Perform Optical Character Recognition (OCR) on a scanned PDF file containing Arabic text. I use Tesseract OCR to extract text from each page, generate a searchable PDF, and save the OCR text as a separate text file. Can aid in digitizing Arabic text from PDFs and creating searchable documents.
- pdf2image==1.16.3
- tesseract-ocr==5.0.0-alpha.20210506
- pytesseract @ git+https://github.com/madmaze/pytesseract.git@8463b13fbfdc1b17d33f370354e0cd855a9f82e0
- PyPDF2==3.0.1
- tesseract-ocr-ara==1.1.0
- poppler-utils==21.11.0
- Input :
filePath
variable points to your input PDF file. - Output : A new PDF file with searchable text generated from the OCR results and a text file containing the extracted Arabic text for each page.

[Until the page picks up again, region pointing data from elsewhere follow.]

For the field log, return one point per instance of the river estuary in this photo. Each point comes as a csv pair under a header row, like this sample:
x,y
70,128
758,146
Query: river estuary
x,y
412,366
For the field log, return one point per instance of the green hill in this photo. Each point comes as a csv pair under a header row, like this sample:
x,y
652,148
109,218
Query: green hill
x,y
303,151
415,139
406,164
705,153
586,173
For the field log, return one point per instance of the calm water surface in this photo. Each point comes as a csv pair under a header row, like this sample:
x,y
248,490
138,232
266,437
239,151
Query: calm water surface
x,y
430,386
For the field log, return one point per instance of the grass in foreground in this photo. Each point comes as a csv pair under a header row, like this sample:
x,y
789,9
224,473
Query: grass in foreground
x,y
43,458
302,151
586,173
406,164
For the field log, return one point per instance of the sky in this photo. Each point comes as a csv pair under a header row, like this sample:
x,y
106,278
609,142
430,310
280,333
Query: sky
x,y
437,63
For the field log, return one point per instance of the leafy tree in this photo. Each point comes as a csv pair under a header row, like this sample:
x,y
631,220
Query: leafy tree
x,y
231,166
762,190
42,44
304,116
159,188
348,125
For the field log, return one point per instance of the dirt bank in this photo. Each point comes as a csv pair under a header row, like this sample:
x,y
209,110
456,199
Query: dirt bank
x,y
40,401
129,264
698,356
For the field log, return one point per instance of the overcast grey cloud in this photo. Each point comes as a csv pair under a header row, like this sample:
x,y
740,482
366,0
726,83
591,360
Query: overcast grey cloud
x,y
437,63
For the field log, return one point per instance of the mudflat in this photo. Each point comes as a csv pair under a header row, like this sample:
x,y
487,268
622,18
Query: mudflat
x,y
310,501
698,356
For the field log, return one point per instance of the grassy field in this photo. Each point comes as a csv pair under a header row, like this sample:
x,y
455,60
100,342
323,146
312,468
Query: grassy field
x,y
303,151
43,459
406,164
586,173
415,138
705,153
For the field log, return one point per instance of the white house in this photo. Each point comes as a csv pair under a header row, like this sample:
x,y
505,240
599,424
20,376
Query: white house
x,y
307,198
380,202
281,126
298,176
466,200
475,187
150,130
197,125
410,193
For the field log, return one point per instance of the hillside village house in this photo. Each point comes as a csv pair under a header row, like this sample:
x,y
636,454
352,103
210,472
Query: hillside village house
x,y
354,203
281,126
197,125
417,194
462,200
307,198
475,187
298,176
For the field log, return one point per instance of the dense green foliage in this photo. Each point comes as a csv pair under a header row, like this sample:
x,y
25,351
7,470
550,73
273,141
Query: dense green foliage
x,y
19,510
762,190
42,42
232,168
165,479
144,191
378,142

- Install the required libraries from
requirements.txt
. - Modify the
filePath
variable to point to your input PDF file. - Set the path to the Tesseract OCR command in the script if needed by modifying the line -
pytesseract.pytesseract.tesseract_cmd = r'/usr/bin/tesseract'
- Run the script, and the combined PDF and translated text will be saved in the same directory.
Example:
# Set the path to the input PDF file
filePath = '/path/to/your/input.pdf'
# Set the path to the Tesseract OCR command
pytesseract.pytesseract.tesseract_cmd = '/path/to/your/tesseract'
# Run the script
python script.py